2018 Alsace (Riesling) Zinnkoeflé Grand Cru 93
Bright pale golden yellow. Big on both the nose and in the mouth, with a spicy ginger note that dominates throughout and especially so on the long clean finish. Very Zinnkoepflé in style neatly combining the power the site is capable of with elegance. I warn my readers to take note of the fact that when I write “power” I mean a fleshy wine not powerful in the Hengst sort of way but not a pansy either: think heavy middleweight, not heavyweight. 100% Riesling (8.6 g/L residual sugar and 6 g/L total acidity) that boasts 14% alcohol but it doesn’t taste hot at all, a sure-fire sign of good balance.
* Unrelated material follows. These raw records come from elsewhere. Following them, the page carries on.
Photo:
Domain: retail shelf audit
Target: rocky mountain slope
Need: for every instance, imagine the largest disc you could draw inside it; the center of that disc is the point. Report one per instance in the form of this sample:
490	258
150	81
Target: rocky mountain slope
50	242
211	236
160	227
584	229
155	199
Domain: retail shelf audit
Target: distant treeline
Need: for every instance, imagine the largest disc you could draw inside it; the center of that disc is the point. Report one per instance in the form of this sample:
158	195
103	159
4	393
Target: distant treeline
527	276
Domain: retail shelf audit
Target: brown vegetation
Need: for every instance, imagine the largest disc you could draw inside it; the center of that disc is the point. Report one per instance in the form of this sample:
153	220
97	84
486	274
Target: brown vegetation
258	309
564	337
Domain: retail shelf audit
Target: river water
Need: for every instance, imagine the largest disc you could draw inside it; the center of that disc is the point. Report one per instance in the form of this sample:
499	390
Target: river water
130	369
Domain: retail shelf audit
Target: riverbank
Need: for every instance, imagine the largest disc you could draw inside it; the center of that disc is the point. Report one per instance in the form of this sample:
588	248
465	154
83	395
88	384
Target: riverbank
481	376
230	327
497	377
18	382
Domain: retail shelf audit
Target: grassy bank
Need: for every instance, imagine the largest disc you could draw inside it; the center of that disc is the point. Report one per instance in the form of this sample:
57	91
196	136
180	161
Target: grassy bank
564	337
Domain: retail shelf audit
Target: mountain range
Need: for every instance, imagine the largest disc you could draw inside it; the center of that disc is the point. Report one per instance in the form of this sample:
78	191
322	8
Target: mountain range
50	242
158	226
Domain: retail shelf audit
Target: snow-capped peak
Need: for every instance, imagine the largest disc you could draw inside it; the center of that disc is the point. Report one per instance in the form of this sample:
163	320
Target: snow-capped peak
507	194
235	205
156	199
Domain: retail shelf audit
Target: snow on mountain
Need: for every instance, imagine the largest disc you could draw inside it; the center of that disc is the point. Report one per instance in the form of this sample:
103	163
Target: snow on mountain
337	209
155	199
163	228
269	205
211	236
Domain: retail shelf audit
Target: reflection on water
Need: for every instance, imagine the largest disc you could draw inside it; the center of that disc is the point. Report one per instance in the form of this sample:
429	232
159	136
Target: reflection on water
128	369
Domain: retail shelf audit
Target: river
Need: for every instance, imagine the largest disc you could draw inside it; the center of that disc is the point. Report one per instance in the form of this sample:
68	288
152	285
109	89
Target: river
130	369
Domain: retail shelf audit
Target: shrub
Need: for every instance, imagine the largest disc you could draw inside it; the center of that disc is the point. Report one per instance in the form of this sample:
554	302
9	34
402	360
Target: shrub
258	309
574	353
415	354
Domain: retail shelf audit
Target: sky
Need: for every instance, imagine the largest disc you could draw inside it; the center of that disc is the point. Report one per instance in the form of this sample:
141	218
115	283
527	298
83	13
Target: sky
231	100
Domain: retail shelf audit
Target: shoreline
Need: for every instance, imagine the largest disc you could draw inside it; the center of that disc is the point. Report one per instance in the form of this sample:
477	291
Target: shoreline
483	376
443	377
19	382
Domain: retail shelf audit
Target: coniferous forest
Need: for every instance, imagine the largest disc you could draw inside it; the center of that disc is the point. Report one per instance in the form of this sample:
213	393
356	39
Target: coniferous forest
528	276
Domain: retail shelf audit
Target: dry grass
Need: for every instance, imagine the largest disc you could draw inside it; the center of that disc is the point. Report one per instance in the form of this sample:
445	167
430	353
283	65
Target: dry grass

This basically has the same name as another Rieflé wine made with 100% Gewurztraminer so I am including the wine grape name in brackets above, though you find it on the front label. Isn’t wine (and producers) just so much head-shaking fun? Drinking window: 2024-2030.
2018 Alsace (Gewurztraminer) Zinnkoepflé Grand Cru 94
Good full vibrant golden yellow. Ripe, balanced and very spicy, offering boatloads of custard cream and tropical fruit nuances on the nose and on the palate. Magnificent wine and a real testimony to the meaning of grand cru (anybody with a little experience can recognize this as a Zinnkoepflé wine). 100% Gewurztraminer that is marvellously balanced (34 g/L residual sugar and 7.5 g/L total acidity) and long. This basically has the same name as another Rieflé wine made with 100% Gewurztraminer so I am including the wine grape name in brackets above, though you find it on the front label. Isn’t wine (and producers) just so much head-shaking fun? Drinking window: 2023-2028.
2018 Vin de France Sacré Loustic 90
A 100% Gewurztraminer orange wine that is not for the faint of heart, with its strongly orange personality and 15% alcohol, not to mention the usual array of orange marmelade, lemon peel, earth and faded violet aromas and flavours. Thick and viscous, with a clean fresh long mouthfeel, its is far more successful than many orange wines made today. One reason fr this, besides the talent of the family making it, is that Gewurztraminer is a variety that tales to maceration very well (and if producers used their brans instead of macerating anything that grows in a vineyard, maybe we’d all have more orange wines to get truly excited about). Drinking window: now-2025.
2018 Riesling Schlossberg Grand Cru 90+
Bright, pale yellow-green. Slightly subdued but clean aromas of crystallized lemon, apple and fresh herbs. Juicy and fresh, with good intensity to the mineral and stone fruit flavours, buoyed by a suggestion of banana and a touch of cream. Finishes fairly dry, with a rising fresh citrus note but I would have liked a little more concentration. Drinking window: now-2026.
2017 Pinot Gris Brand Grand Cru 89
Medium-dark bright yellow. Rather open on the nose with aromas of apple, toffee, flowers and truffley underbrush. Ripe, soft and sweet, with almost syrupy orchard fruit flavors and a hint of spice. Good concentration and weight and makes an ideal sipping wine at present. But not showing much flavour definition, and a little low in acid cut, so I’d drink this up sooner rather than later. Drinking window: now-2024.